= Backcheck =

Ice hockey defensive transition play

The backcheck is an ice hockey defensive transition play made (primarily) in the neutral zone. It is a type of checking. The purpose of the backcheck is to try to limit the opponent's options as they head up the ice towards the backchecking team's end zone. The backcheck may be initiated by situations such as having lost the puck in the opponent's half of the ice, the opponents having played through the first line of pressure in their own end zone, or having lost a faceoff in the neutral zone.

In simpler words, backchecking is when a team loses possession of the puck, typically in their offensive zone, and then chases the opposing team as the opposing team skates down the ice towards the first team's defensive zone.
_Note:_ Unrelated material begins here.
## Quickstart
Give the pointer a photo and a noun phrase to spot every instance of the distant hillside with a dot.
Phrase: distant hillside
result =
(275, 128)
Backchecking is typically done by the forwards on the team, as the defensemen are typically already in position and playing against the opposing team. The purpose of a backcheck is to mainly pressure the forwards of the opposing team, as well as to balance out the numerical advantage the other team may have in an odd man rush, rushes where the number of players are unbalanced, leaving the rushing team with an advantage (i.e. 3 on 2, or a rush where 3 players are trying to score against 2 defending players).

An important aspect of backchecking is counting the opponent's players. This is to make sure that the opponents are not gaining any significant numerical advantages on the ice during transition. Failure to adequately count numbers in particular in the neutral zone by the backchecking team most likely leads to numerical advantages by the opponent when, and if, entering the backchecking team's end zone.

A proper backcheck leads to significantly less time and space for the opponents during transition, and as such may cause them to turn the puck over, effectively avoiding an end zone entry altogether - if not, then the defensive team will still be well organized following a zone entry by the opponent, and thus a proper backcheck also helps in limiting scoring chances in subsequent play on the ice.

Players that are known to excel at defensive responsibilities in all areas of the ice, such as on the backcheck, are normally referred to as 200-foot players.